BigID Crawler¶
The BigID Crawler package crawls BigID for a specified set of data sources and imports classification and policy-related metadata into assets in Atlan in the form of tags, custom metadata and announcements.
Tags associated with assets in BigID will be added as sourceTags to the associated asset in Atlan.
Attributes associated with assets in BigID will be concatenated into a comma seperated list and added to the property of the specified custom metadata set. This custom metadata property will then be added to the associated asset in Atlan.
If policy violations are found on an asset in BigID, an Issue announcement will be created on the associated asset in Atlan. The title of the announcement will be BigID Policy Violations(s) Detected. The body of the announcement will contain a list of the policy violations.
Configuration¶
Credential¶
Workflow Name¶
Enter a unique name to help recognize and manage the custom workflow.
Host FQDN¶
The fully qualified domain name of the BigID host to be crawled. This field is required.
Personal Access Token Value¶
A personal access token that can be used to access the specified BigID host. This field is required. (see BigID Token creation for information on creating a personal access token)
SSL Certificate¶
Enter the SSL certificate if BigID uses one.
Connection¶
Connection Name¶
The name of the connection that will be associated with source tags that will be created. This field is required.
Connection Admins¶
The users that will be administrators of the connection. This field is required.
Mapping¶
Here mappings between an Atlan connection and one or more BigID data sources can be specified. Up to three mappings can be specified. Each Atlan connection or BigID data source should be only used once.
Atlan Connection¶
This field lists the available Atlan connections. Select the one that contains assets associated with the BigID datasources. This field is required.
BigID Datasources¶
This will provide a drop-down list of the available datasources on the BigID host specified earlier. At least one datasource must be selected. This field is required.
Configuration¶
Attribute Custom Metadata¶
Enter the name of the custom metadata set that will be used to store a list of BigID attributes. The custom metadata set must already exist in Atlan. This field is required.
Attribute Custom Metadata Property¶
Enter the name of the property in the custom metadata set specified that will be used to store a list of BigID attributes. The custom metadata attribute must already exist in Atlan. This field is required.
BigID token creation¶
- Go to Settings -> Access Management. Select the Roles tab and click on Add New Role.

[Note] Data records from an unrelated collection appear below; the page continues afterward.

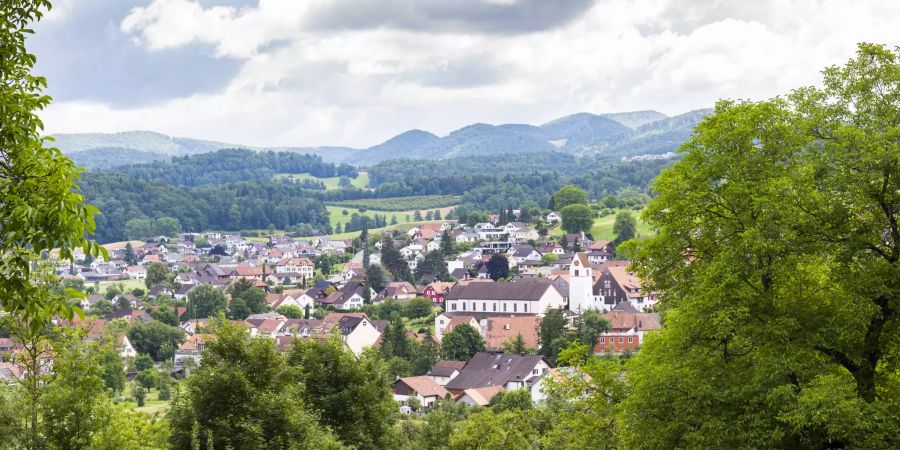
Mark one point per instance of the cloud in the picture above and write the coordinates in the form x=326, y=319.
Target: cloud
x=356, y=72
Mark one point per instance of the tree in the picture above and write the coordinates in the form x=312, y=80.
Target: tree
x=139, y=394
x=102, y=308
x=417, y=308
x=790, y=205
x=625, y=227
x=498, y=267
x=515, y=346
x=156, y=339
x=205, y=301
x=462, y=343
x=446, y=243
x=590, y=326
x=364, y=241
x=376, y=278
x=290, y=311
x=577, y=218
x=517, y=400
x=427, y=354
x=352, y=397
x=147, y=378
x=433, y=264
x=113, y=369
x=157, y=273
x=569, y=195
x=243, y=396
x=129, y=257
x=72, y=403
x=143, y=362
x=552, y=333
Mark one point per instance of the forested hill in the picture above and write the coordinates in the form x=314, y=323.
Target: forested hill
x=232, y=165
x=616, y=135
x=130, y=206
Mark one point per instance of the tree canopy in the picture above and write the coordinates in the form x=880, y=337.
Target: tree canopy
x=778, y=233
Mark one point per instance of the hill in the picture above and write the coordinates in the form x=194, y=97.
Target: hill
x=615, y=134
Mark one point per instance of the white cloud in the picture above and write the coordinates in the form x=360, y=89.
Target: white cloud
x=305, y=84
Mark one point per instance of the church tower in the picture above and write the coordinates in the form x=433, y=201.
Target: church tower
x=581, y=284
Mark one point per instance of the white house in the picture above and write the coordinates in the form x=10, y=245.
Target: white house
x=423, y=388
x=581, y=285
x=300, y=266
x=521, y=297
x=136, y=272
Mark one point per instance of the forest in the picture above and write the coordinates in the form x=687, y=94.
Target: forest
x=233, y=165
x=233, y=190
x=228, y=207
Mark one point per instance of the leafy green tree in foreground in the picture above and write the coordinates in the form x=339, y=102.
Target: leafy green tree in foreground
x=577, y=218
x=461, y=343
x=569, y=195
x=41, y=208
x=625, y=227
x=243, y=396
x=352, y=396
x=779, y=234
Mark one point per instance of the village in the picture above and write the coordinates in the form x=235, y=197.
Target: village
x=499, y=280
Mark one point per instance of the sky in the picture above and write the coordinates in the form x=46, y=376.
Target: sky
x=357, y=72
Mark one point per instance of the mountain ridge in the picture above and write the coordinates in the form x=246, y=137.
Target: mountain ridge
x=621, y=134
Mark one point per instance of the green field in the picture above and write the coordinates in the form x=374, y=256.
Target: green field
x=602, y=229
x=331, y=183
x=421, y=202
x=336, y=214
x=127, y=285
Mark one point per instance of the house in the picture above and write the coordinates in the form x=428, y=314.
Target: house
x=507, y=298
x=423, y=388
x=541, y=388
x=351, y=296
x=445, y=370
x=436, y=292
x=627, y=328
x=190, y=349
x=123, y=344
x=136, y=272
x=357, y=331
x=524, y=253
x=617, y=284
x=499, y=330
x=303, y=267
x=488, y=369
x=11, y=372
x=479, y=396
x=397, y=290
x=446, y=322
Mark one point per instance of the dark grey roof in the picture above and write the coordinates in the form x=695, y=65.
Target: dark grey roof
x=499, y=291
x=446, y=367
x=494, y=369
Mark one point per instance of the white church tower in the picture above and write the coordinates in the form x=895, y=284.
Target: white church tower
x=581, y=284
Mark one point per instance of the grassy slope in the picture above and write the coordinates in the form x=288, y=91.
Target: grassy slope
x=331, y=183
x=602, y=228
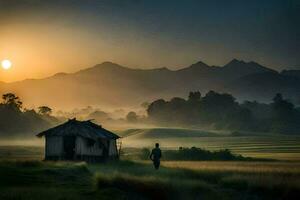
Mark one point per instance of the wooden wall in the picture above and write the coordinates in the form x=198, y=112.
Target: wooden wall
x=82, y=148
x=54, y=146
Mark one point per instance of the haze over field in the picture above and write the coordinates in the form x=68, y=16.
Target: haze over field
x=110, y=85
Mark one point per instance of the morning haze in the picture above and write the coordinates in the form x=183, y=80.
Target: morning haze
x=46, y=37
x=138, y=99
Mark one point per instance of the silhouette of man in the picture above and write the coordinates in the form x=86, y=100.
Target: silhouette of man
x=155, y=156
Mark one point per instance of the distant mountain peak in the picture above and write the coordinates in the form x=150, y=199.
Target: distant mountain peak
x=199, y=64
x=235, y=62
x=240, y=66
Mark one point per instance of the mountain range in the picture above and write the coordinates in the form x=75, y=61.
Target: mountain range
x=113, y=85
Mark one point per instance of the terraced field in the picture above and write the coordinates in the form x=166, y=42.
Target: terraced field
x=283, y=147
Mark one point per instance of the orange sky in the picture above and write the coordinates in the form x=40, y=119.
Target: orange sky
x=42, y=38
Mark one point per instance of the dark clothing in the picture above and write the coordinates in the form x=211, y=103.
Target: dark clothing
x=155, y=157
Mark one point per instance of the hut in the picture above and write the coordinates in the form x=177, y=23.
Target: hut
x=80, y=140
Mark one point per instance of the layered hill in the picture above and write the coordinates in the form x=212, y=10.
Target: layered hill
x=113, y=85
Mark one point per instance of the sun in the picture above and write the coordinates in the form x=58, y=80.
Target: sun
x=6, y=64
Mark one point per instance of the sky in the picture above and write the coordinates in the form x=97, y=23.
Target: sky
x=42, y=38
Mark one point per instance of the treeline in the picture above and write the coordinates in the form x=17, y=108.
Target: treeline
x=16, y=120
x=222, y=111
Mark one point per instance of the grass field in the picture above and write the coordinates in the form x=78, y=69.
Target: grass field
x=283, y=147
x=138, y=180
x=23, y=175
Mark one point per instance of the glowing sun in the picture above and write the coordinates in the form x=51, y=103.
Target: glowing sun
x=6, y=64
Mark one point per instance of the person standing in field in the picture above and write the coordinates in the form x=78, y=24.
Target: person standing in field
x=155, y=156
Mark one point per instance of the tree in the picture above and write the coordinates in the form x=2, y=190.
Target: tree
x=132, y=117
x=195, y=96
x=44, y=110
x=12, y=100
x=284, y=116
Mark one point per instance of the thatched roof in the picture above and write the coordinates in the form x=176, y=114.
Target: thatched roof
x=86, y=129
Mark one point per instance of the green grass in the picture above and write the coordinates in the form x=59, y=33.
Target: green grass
x=283, y=147
x=138, y=180
x=24, y=176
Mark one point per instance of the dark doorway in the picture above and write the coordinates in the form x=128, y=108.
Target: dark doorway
x=69, y=147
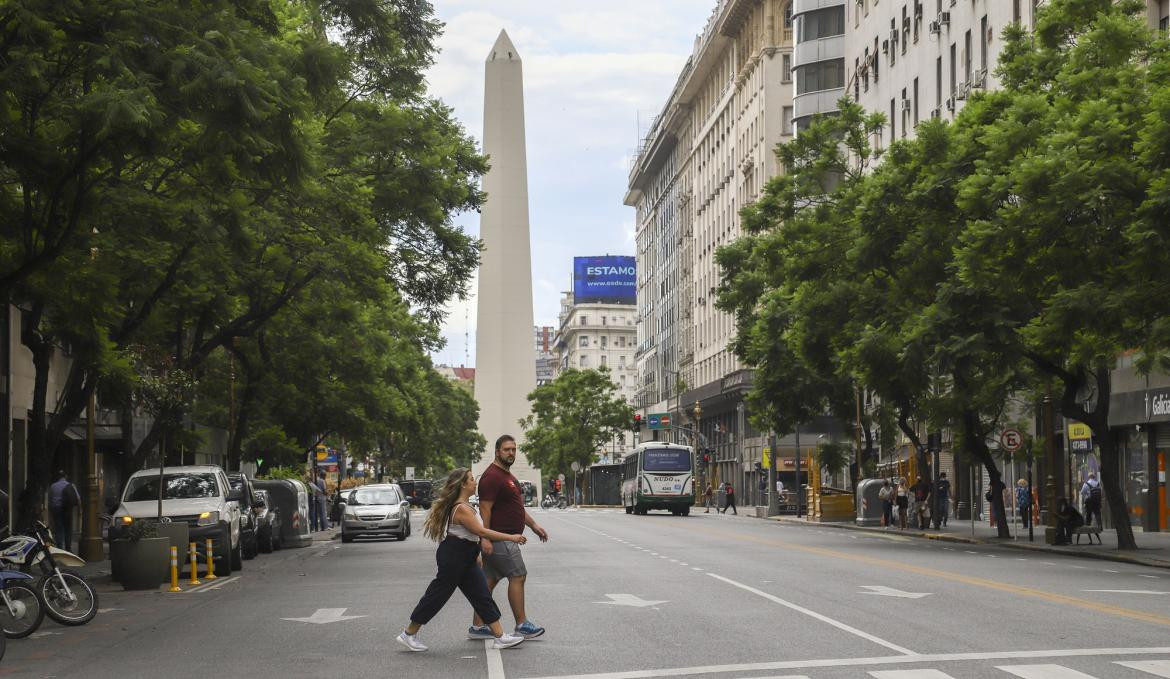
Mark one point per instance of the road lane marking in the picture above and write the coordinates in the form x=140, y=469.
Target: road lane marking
x=910, y=674
x=812, y=614
x=1156, y=667
x=1044, y=672
x=862, y=663
x=981, y=582
x=495, y=663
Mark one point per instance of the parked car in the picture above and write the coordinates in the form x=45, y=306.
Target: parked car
x=419, y=492
x=200, y=495
x=376, y=511
x=247, y=516
x=268, y=522
x=291, y=500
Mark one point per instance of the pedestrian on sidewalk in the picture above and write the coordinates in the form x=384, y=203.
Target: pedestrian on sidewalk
x=942, y=501
x=1091, y=499
x=502, y=507
x=902, y=500
x=887, y=494
x=455, y=526
x=729, y=492
x=63, y=500
x=921, y=489
x=1024, y=502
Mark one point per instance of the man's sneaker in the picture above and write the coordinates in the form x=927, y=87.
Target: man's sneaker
x=411, y=642
x=528, y=630
x=481, y=632
x=507, y=640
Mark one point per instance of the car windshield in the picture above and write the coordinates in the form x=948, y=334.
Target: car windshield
x=666, y=460
x=184, y=486
x=373, y=496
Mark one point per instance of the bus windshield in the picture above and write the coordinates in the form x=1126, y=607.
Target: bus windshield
x=666, y=460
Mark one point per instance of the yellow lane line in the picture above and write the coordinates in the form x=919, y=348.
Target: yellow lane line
x=1052, y=597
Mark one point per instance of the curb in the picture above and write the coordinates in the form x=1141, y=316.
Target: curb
x=1010, y=543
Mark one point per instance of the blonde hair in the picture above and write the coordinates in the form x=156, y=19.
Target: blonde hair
x=435, y=523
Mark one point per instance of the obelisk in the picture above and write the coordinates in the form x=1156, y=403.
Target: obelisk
x=504, y=347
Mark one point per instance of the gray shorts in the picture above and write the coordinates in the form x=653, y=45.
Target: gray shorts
x=504, y=562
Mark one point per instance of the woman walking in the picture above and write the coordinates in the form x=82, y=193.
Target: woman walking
x=456, y=527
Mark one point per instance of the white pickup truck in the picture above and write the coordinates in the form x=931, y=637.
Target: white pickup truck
x=199, y=495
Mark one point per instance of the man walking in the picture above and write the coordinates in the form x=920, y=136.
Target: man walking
x=502, y=509
x=63, y=499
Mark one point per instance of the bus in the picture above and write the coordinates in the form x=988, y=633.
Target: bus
x=659, y=475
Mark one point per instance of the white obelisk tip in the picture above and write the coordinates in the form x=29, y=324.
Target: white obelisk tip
x=503, y=49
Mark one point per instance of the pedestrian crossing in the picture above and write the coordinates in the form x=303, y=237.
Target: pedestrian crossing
x=1146, y=669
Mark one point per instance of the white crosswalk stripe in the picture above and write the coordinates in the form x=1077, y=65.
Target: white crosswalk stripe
x=910, y=674
x=1044, y=672
x=1156, y=667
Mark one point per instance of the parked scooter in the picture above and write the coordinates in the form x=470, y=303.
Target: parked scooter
x=20, y=607
x=67, y=596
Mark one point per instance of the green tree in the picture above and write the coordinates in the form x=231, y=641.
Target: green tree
x=572, y=418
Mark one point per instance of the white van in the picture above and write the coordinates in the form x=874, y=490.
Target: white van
x=199, y=495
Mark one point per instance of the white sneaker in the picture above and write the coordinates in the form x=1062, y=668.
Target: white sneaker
x=507, y=640
x=412, y=642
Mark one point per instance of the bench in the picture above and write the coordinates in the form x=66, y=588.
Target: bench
x=1088, y=529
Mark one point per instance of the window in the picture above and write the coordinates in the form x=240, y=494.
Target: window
x=820, y=23
x=824, y=75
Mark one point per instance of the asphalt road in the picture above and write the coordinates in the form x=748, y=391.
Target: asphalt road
x=646, y=596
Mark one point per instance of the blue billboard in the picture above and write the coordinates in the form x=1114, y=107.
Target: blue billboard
x=607, y=280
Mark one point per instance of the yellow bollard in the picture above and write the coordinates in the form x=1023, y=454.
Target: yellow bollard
x=194, y=566
x=211, y=561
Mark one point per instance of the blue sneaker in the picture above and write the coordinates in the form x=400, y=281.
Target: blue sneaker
x=481, y=632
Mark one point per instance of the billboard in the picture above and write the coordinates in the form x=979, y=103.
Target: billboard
x=608, y=280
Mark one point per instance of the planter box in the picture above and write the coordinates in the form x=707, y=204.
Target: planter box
x=142, y=564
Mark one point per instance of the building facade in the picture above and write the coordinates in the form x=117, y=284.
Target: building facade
x=708, y=153
x=599, y=335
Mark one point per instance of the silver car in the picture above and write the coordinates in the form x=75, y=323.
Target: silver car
x=376, y=511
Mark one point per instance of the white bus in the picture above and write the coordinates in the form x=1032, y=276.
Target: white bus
x=659, y=475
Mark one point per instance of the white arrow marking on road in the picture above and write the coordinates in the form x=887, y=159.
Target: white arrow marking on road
x=1127, y=590
x=630, y=601
x=325, y=616
x=888, y=591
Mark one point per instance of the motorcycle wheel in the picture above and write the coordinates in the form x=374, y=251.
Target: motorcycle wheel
x=22, y=612
x=75, y=603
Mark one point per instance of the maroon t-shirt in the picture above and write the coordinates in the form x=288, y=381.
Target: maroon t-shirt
x=502, y=489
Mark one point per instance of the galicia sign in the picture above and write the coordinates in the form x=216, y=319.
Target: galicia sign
x=610, y=280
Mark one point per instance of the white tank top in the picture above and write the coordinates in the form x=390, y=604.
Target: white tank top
x=459, y=529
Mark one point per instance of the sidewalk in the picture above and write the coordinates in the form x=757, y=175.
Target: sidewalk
x=1153, y=548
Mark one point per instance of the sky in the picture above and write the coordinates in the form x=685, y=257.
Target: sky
x=594, y=71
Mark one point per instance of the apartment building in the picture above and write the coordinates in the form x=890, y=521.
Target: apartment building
x=708, y=153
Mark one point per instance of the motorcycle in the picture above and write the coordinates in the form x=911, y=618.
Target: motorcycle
x=68, y=598
x=20, y=607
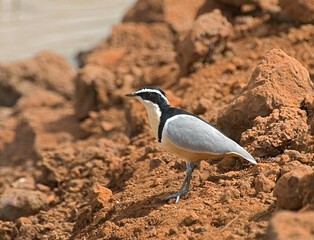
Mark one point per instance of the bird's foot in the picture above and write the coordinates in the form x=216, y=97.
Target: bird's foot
x=176, y=195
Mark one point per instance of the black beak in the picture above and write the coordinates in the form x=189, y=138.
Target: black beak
x=130, y=94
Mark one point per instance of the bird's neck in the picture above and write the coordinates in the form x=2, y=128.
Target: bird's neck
x=154, y=112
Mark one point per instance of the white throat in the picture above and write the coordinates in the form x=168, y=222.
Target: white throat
x=154, y=114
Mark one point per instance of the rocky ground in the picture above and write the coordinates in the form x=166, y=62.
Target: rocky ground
x=79, y=161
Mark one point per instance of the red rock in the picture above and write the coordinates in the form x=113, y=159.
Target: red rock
x=306, y=189
x=286, y=225
x=263, y=184
x=47, y=70
x=270, y=135
x=299, y=10
x=191, y=219
x=93, y=88
x=39, y=98
x=179, y=15
x=278, y=81
x=287, y=188
x=100, y=197
x=205, y=39
x=264, y=4
x=15, y=203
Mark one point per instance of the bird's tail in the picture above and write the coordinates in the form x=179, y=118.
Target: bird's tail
x=243, y=153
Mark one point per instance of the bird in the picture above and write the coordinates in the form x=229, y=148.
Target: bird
x=185, y=134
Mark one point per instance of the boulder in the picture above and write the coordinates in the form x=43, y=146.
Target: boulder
x=299, y=10
x=287, y=188
x=306, y=189
x=93, y=89
x=278, y=81
x=206, y=39
x=46, y=70
x=15, y=203
x=270, y=135
x=286, y=225
x=179, y=15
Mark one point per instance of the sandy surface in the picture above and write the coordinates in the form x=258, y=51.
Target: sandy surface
x=79, y=160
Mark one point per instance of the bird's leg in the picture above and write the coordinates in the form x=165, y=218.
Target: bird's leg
x=185, y=183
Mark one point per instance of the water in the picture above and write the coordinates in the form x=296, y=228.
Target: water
x=63, y=26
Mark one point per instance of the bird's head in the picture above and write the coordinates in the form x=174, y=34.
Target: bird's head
x=150, y=96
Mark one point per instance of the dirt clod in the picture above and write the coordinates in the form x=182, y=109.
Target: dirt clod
x=78, y=160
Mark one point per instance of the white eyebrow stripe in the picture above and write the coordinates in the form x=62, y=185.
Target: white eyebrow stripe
x=153, y=90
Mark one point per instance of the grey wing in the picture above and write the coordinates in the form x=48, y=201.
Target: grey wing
x=191, y=133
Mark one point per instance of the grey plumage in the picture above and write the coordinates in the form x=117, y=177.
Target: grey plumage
x=192, y=134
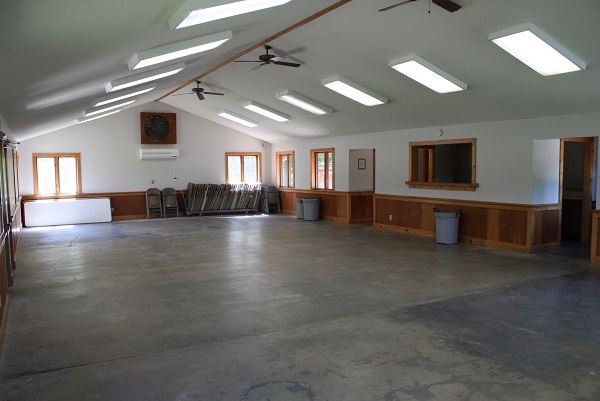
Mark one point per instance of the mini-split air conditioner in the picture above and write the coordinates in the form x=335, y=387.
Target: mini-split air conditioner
x=158, y=153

- Enter Role Name as "Atlan Integration" and select "root" as the Scope. Enter an appropriate Role Description as desired.
- Under Role Permissions, select the following:
a. Catalog - See screenshot
b. Data Sources - Read
c. Policies - Read - Once done, click on Save.
- Select the System Users tab and click on Add New User.
- Add the details as needed and click on Connect Roles. Select Atlan Integration from the list of displayed roles. Click on Save.
- In the Tokens section, click on Generate to create a token for use during the workflow configuration.
What it does¶
Extraction¶
- For the specified datasources, get the list of all Catalog objects. Note that these are top-level assets typically (Tables, Views etc.) for relational datasources. In addition to relational, object-store datasources are supported as well.
- Iterating on the object list
- Get the details of each Catalog object using the fully qualified-name (url-encoded) from the object listing. The Catalog Object details thus retrieved will include details of Tags and Attributes associated with the Objects themselves.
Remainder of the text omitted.